Carbon credit speculators could lose billions as scientific evidence shows many offsets they have bought have no environmental worth and have become stranded assets.
Amid growing evidence that huge numbers of carbon credits do nothing to mitigate global heating and can sometimes be linked to alleged human rights concerns, there is a growing pile of carbon credits equivalent to the annual emissions of Japan, the world’s fifth largest polluter, that are unused in the unregulated voluntary market, according to market analysis.
From Apple to Disney, Gucci to Shell, many of the largest companies in the world have used carbon credits for their sustainability efforts from the unregulated voluntary market, which grew to $2bn (£1.6bn) in size in 2021 and saw prices for many carbon credits rise above $20 per offset.
The credits are often generated on the basis they are contributing to climate change mitigation such as stopping tropical deforestation, tree planting and creating renewable energy projects in developing countries. Proponents say they need to massively increase in size and scale to help meet the Paris agreement to limit global heating.
But repeated scandals about their true impact and a crackdown from regulators on claims of “carbon neutrality” have meant that demand and prices for offsetting have slumped, with signs that some carbon credit traders are writing off investments that would have been worth hundreds of millions of dollars as recently as last year.
In the US, the derivatives market regulator has issued a whistleblower alert relating to fraud and misconduct in carbon markets and has created a new environmental fraud taskforce.
“It’s currently a buyer’s market and buyers are, rightly, prioritising quality.
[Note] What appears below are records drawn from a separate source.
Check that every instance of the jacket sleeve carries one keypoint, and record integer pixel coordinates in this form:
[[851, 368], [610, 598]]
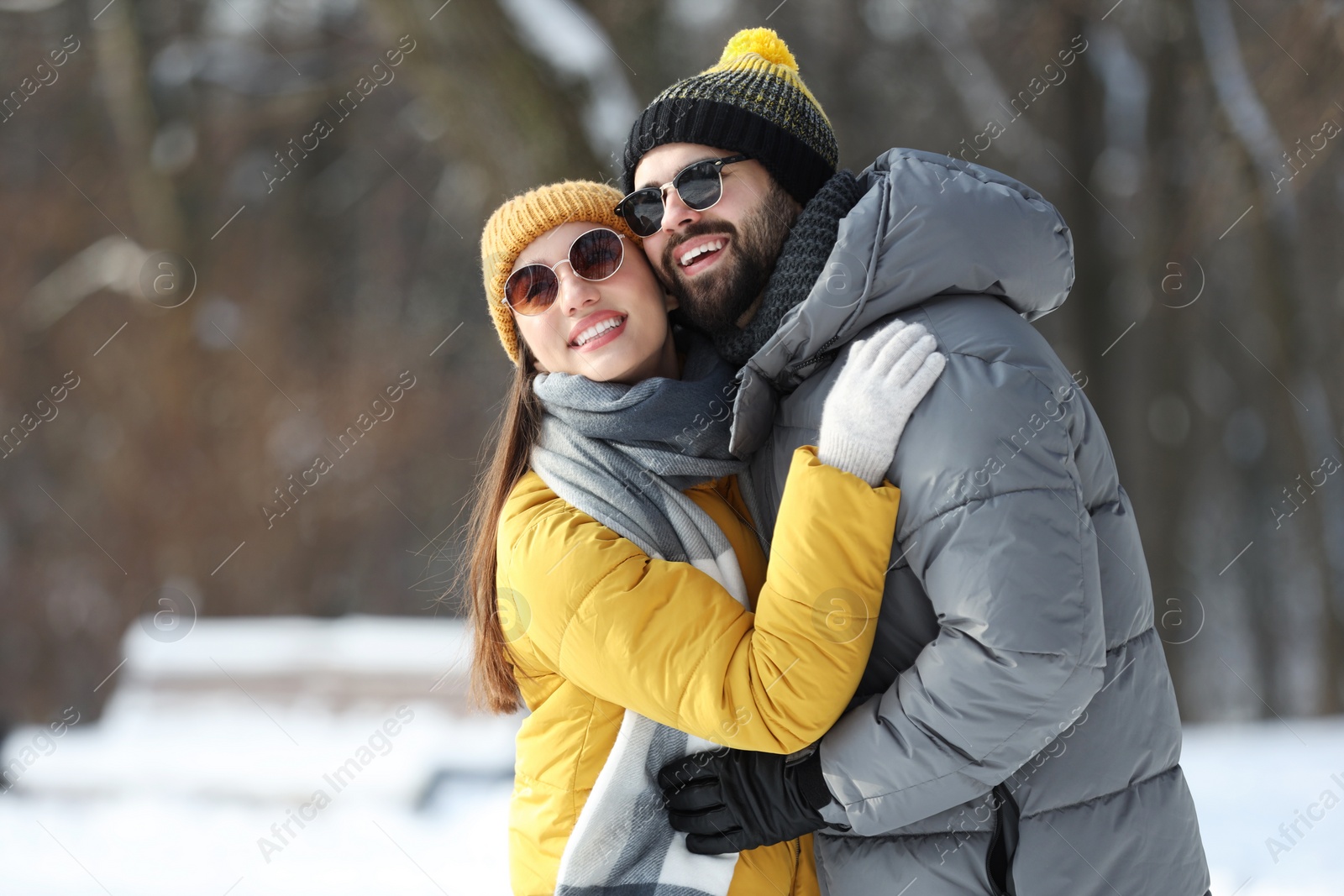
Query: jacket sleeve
[[996, 530], [667, 641]]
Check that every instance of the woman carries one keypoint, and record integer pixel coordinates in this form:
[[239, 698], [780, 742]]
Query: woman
[[615, 567]]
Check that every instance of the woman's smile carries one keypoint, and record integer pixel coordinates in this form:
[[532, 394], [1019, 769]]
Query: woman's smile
[[597, 329]]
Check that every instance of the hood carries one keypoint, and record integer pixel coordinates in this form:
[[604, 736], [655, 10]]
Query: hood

There are over a billion tonnes of issued but not retired credits in the market – this suggests lots of credits can be written off, and there will remain a large supply for buyers to tap into,” said Anton Root, head of research at AlliedOffsets, who said buyers were waiting for the final results of initiatives to improve carbon credit quality.
“A correction like that could help to orient the market toward fundamental supply-demand dynamics, which we don’t currently tend to see, and drive up the price for credits that are deemed to be above the quality threshold,” he added.
Hannah Hauman, a former oil trader who is now global head of carbon trading at Trafigura, the world’s largest trader of carbon removal credits, said the current uncertainty was inherent in carbon markets.
“Coming from oil trading, it is strange to see units in carbon markets become invalid overnight. But I think it is in their nature to be constantly evolving with science. It is inherent in the asset class. As much as commodity traders want static, consistent policies for the long term, it is not what the energy transition actually requires. The carbon market needs to be progressive and contracts need to anticipate that,” she said.
A new study in the journal Science has found that millions of forest carbon credits approved by Verra, the world’s leading certifier, are largely worthless and could make global heating worse if used for offsetting.
The research by scientists and economists at the University of Cambridge and VU Amsterdam was one of the three studies used in a January investigation into rainforest offsets by the Guardian, Die Zeit and Source Material. The Science study was used in a pre-print form while awaiting peer review, which it has since passed.
The analysis, published on Thursday, found that 18 big forest offsetting projects had produced millions of carbon credits based on calculations that greatly inflated their conservation impact. The schemes, which generate credits by avoiding hypothetical deforestation, were found not to reduce forest loss or to reduce it by only small amounts, far less than the huge areas they were claiming to protect, rendering the credits largely hot air.
The findings follow a 2020 study of 12 projects in the Brazilian Amazon by the same group, which found they had a negligible impact on stopping deforestation despite generating credits on the basis they were preventing large areas from being destroyed. A 2022 study of 40 Verra-approved projects led by University of Cambridge researchers found that while some projects did stop deforestation, most stopped none or small amounts.
Verra has strongly disputed the new study’s findings but said it welcomed input from the scientific community and recognised there were areas for improvement in the current system. It was in the process of replacing its methodologies for generating credits, which should be released later this year.
“This information is not new. We provided detailed feedback to the pre-publication version of this paper in a January 2023 technical review after it was covered by the media. Our initial analysis of this version indicates that, despite some minor changes, the overall methodology, results, and conclusions are the same – and, therefore, the significant concerns we flagged earlier this year still hold,” the group said.
In May, Verra’s longtime CEO stood down after concerns about the carbon credits.
The voluntary carbon market had already been experiencing falling prices. Hauman said that if governments could decide what counted as a Paris-compliant credits, that would provide greater certainty.
“The biggest question I get from customers is: where does this uncertainty end? They say they cannot meet their net zero commitment within their own decarbonisation path without carbon credits. One of the things that is going to give us much greater certainty is article 6 of the Paris agreement, which will define Paris-compliant carbon credits for the private sector alongside sovereign actors. We want to see the onus to be on the seller to deliver the agreed quality and that should help buyer confidence a lot,” she said.